The set is $\{ \frac{1}{p} + \frac{1}{q} : p, q \in \mathbb{N} \setminus \{ 0\}\} \subseteq \mathbb{R}$
So, I think the set defined is a subset of $\mathbb{Q}$. The interior is empty, the closure is the set of all nonnegative reals, the boundary is the closure minus the interior so again is the set of all nonnegative reals. The limit/accumulation points are nonnegative reals. And there are no isolated points I believe.
Does anyone have comments on this? This is partly a question/discussion type of post meant to further my understanding.
Be careful with this sort of thing! I agree that the impulse is to say that the closure is the set of nonnegative reals, but pay attention to the details of the set. Intuitively, a point is in the closure if you can get "close" to it while staying inside your set. How would you get close to, say, $3$? $\frac{1}{p}$ is at most $1$, and $\frac{1}{q}$ is also at most $1$. So $\frac{1}{p} + \frac{1}{q}$ is at most $2$, which is nowhere near $3$.

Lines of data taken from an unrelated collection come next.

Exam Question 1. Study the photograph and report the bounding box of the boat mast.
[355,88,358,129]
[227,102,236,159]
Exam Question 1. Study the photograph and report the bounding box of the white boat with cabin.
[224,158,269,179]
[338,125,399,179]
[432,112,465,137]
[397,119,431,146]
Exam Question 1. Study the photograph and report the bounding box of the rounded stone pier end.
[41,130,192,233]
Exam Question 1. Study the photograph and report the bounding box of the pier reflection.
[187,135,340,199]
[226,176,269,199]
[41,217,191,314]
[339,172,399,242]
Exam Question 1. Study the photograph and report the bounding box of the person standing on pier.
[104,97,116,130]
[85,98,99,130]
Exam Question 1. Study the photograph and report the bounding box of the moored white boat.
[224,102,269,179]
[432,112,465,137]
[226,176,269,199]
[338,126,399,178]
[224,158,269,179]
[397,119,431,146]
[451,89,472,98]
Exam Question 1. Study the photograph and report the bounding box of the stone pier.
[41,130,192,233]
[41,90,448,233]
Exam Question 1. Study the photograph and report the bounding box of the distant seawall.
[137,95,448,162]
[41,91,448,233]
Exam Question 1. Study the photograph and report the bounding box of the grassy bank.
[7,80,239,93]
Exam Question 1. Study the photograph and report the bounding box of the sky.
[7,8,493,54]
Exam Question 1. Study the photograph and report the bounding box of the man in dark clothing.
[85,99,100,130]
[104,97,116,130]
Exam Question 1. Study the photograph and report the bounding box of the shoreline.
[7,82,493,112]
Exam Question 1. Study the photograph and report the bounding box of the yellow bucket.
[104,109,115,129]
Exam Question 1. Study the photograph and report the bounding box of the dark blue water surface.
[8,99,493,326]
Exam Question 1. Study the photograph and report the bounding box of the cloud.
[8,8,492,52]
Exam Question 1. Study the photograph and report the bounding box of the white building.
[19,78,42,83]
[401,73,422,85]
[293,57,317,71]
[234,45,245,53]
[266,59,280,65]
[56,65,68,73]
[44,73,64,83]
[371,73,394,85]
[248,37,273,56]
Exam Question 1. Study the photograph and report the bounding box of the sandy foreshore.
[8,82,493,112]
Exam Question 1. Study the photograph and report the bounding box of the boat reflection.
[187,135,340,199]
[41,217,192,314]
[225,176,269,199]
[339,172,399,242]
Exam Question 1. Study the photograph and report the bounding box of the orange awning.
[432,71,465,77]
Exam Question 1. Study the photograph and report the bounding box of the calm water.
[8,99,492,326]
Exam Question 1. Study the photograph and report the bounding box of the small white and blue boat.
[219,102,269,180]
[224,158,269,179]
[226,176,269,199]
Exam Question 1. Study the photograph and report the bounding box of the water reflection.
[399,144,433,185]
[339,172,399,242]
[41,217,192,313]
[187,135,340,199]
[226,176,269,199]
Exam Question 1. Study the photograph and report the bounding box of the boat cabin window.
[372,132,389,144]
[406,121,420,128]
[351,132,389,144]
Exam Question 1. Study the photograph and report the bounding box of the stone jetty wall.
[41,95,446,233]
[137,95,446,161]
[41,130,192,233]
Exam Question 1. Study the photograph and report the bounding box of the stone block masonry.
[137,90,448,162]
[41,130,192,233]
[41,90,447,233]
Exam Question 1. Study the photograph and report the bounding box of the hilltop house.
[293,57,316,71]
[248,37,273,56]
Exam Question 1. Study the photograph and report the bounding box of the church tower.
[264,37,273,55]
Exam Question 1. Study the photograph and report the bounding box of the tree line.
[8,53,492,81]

That immediately tells us to be more careful, so let's think about what points we can get close to. We can get close to $\frac{1}{p}$ for any $p \in \mathbb{N} \setminus \{0\}$, by just taking $q$ larger and larger. And we can get close to $0$, by taking $p$ and $q$ both large. But we can't get close to anything else. So: the closure of this set is $\{\frac{1}{p} + \frac{1}{q} \mid p,q \in \mathbb{N} \setminus \{0\}\} \cup \{\frac{1}{p} \mid p \in \mathbb{N}\} \cup \{0\}$. This is also the boundary, because you're correct -- the interior is empty. The limit points are the extra things we just added in; $\frac{1}{p}$ for positive integers $p$, and also $0$.
There are, however, isolated points. $2$ is one of them: we can hit $2$ by taking $p = q = 1$, but increasing either $p$ or $q$ takes us at least a distance of $1/2$ away from $2$. In fact, every point in our set is like this!